Le projet met particulièrement l’accent sur les sites de sortie du réticulum endoplasmique (ER exit sites, ERES), véritables plateformes dynamiques où les cargos sont triés, emballés et expédiés. L’objectif est de déterminer comment les collagènes et d’autres protéines de la MEC sont reconnus, triés et incorporés dans des transporteurs spécialisés, et comment les cargos eux-mêmes influencent l’architecture membranaire, son assemblage et l’identité des organites. En étudiant la manière dont les cellules construisent et remodèlent des transporteurs et des compartiments autour de cargos surdimensionnés, le projet vise à révéler des principes généraux de l’organisation de la voie de sécrétion, de la biogenèse des transporteurs et de l’homéostasie des compartiments.
Des études comparatives entre cellules saines et fibrosées permettront de mettre en évidence la logique fondamentale des défauts de tri et d’export du collagène.

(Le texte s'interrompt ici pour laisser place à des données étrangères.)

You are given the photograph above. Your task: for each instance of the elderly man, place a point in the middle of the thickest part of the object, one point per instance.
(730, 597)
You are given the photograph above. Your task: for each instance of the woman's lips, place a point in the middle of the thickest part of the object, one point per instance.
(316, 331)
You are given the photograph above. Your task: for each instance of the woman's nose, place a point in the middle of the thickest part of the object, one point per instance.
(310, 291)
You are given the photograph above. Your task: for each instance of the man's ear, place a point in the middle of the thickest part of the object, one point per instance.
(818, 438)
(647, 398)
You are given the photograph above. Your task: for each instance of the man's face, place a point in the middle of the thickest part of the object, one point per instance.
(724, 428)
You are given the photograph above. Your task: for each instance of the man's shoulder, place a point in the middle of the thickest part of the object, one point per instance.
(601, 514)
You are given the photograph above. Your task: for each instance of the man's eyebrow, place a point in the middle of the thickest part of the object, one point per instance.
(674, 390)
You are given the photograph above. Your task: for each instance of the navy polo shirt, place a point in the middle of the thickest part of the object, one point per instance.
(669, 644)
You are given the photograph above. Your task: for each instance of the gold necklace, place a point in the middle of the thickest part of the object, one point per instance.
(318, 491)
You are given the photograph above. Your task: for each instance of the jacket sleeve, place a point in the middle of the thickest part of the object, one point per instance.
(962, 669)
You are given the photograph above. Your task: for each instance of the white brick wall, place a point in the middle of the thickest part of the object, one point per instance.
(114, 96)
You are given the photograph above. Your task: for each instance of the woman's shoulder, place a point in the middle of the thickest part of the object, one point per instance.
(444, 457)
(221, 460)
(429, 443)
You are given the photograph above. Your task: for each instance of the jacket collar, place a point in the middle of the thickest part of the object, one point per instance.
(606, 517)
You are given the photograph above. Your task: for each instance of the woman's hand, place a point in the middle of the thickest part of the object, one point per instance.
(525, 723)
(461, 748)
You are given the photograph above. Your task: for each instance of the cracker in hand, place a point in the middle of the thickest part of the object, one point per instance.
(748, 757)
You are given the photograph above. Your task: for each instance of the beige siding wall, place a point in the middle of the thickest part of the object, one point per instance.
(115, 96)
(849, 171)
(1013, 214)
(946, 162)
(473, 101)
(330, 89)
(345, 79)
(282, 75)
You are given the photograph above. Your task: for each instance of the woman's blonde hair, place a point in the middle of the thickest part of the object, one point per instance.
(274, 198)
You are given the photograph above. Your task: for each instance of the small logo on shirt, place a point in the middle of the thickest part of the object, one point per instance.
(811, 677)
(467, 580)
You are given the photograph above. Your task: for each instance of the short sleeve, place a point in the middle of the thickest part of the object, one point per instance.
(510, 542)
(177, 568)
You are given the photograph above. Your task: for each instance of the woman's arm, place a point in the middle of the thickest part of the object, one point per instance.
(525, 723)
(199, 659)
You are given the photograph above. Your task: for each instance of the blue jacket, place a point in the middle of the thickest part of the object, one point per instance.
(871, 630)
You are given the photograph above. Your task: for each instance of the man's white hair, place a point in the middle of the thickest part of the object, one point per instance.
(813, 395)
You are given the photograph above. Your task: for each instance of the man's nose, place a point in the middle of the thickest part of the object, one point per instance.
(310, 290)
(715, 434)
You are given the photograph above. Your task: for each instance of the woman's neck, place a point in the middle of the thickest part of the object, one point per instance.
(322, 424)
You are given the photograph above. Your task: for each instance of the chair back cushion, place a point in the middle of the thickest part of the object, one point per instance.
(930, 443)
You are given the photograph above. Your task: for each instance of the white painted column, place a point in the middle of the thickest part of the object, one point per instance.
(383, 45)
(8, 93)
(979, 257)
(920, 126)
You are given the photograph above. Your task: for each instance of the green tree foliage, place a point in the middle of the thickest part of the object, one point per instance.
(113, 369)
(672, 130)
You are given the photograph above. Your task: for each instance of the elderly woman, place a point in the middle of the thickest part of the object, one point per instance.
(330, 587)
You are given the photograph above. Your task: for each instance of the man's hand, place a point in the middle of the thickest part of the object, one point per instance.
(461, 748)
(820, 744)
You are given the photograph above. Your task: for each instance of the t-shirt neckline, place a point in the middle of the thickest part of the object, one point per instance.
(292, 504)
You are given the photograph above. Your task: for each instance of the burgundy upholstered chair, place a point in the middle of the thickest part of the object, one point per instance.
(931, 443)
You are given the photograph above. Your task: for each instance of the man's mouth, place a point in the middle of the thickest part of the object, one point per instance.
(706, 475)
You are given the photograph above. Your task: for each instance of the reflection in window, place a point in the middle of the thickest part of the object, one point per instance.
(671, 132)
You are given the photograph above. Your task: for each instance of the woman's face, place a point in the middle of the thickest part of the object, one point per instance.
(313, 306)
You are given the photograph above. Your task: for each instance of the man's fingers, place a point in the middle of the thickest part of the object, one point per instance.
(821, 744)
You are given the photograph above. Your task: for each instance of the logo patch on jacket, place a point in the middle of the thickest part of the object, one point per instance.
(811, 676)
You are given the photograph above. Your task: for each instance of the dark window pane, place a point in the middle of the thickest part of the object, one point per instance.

L’objectif global est de comprendre comment les voies de trafic intracellulaire sont établies, adaptées et régulées, en parallèle d’efforts visant au développement de stratégies thérapeutiques pour contrôler la sécrétion du collagène dans les maladies cicatricielles et fibrosantes.

Activités

Le/la chercheur·e postdoctoral·e devra :
• Contribuer à la conception et au développement conceptuel du projet
• Concevoir et réaliser des expériences portant sur les mécanismes fondamentaux de la sécrétion
• Développer et mettre en œuvre des approches avancées d’imagerie et de biologie cellulaire
• Analyser des données quantitatives et interpréter les résultats
• Communiquer les résultats au sein de l’équipe et lors de réunions scientifiques
• Participer à la rédaction de rapports scientifiques et de publications
Le travail impliquera une combinaison de techniques de biologie cellulaire, moléculaire et d’imagerie, notamment :
• Microscopie en cellules vivantes et à haute résolution
• Culture de cellules de mammifères et manipulations génétiques
• Analyses moléculaires et biochimiques
• Analyse quantitative de la dynamique du trafic intracellulaire

Compétences

• Doctorat en biologie (biologie cellulaire, biologie moléculaire, biochimie ou disciplines connexes), obtenu ou en cours d’obtention avant le début du contrat
• Fort intérêt pour la biologie cellulaire fondamentale, le trafic membranaire et la sécrétion
• Capacité à travailler de manière autonome et au sein d’une équipe collaborative
• Aptitude à prendre des initiatives et à mener un projet de recherche
• Maîtrise de l’anglais oral et écrit
Une expérience préalable dans l’export du RE, la biologie de la voie de sécrétion, les protéines de la MEC ou la microscopie avancée est un atout, mais n’est pas obligatoire.

Contexte de travail

Le projet sera mené au sein du groupe du Dr Ishier Raote, récemment établi à l’Institut Jacques Monod, et bénéficiant de fortes collaborations internationales en biologie cellulaire, biophysique et imagerie avancée.
L’Institut Jacques Monod est un centre de recherche CNRS de premier plan en biologie fondamentale, offrant un environnement interdisciplinaire stimulant et un accès à des plateformes technologiques de pointe, notamment :
• Plateformes de microscopie optique et électronique
• Cytométrie en flux
• Infrastructures de protéomique et d’analyse d’images

Contraintes et risques

Le poste implique un travail de laboratoire standard avec des lignées cellulaires de mammifères et des réactifs chimiques. Les risques sont minimes, et toutes les formations nécessaires ainsi que l’encadrement en matière de sécurité seront assurés.